In its second quarter country report for Malawi, EIU, a British business within the Economist Group, expects the economy to grow by 3.6 percent in 2018 after accelerating to an estimated 4.5 percent in 2017, on the back of a bumper harvest, five percent in 2019, 4.9 percent in 2020, 4.5 percent in 2021 and 4.8 percent in 2022.

The EIU, which provides forecasting and advisory services through research and analysis, banks on improved maize production and plans to expand other cash crops, rising aid inflows and public capital investment as an important force behind an annual average real growth rate.

“Rising aid inflows and public capital investment will be important growth drivers for construction activity as government seeks to expedite projects

that address the country’s infrastructure deficit.

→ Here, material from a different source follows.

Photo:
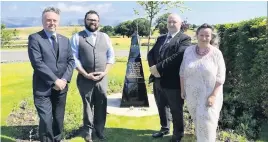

“However, one major drag on growth will be the tobacco sector, production is set to register little or no growth during the forecast period. In the power sector, frequent load-shedding and outages will remain an issue throughout the forecast period even though water levels at dams should improve as the period progresses,” reads the report in part.

Gondwe earlier told Parliament that if the macroeconomic environment is managed well as it is now, the economic growth rate could reach seven percent in the medium-term.

Treasury has projected a gross domestic product (GDP) growth rate of four percent for 2018, according to the 2018 Malawi Annual Economic Report, observing that growth will be driven mainly by good performance in the human health and social work, financial and insurance services, wholesale and retail trade, public administration and defence, information and communication, and transportation and storage.

Malawi Confederation of Chambers of Commerce and Industry (MCCCI) chief executive officer Chancellor Kaferapanjira said a modest GDP growth forecast is not enough to fix the economy, observing that the country’s export base is narrow and commodity-based which is also prone to climatic conditions.

He said Malawi needs at least seven percent growth rate for a sustained period of not less than six years to bring change in the economic development of the country.

“The quality of growth and the sectors in which the growth is generated matters. Sustainable growth cannot, and will not, happen without private sector prosperity,” he said.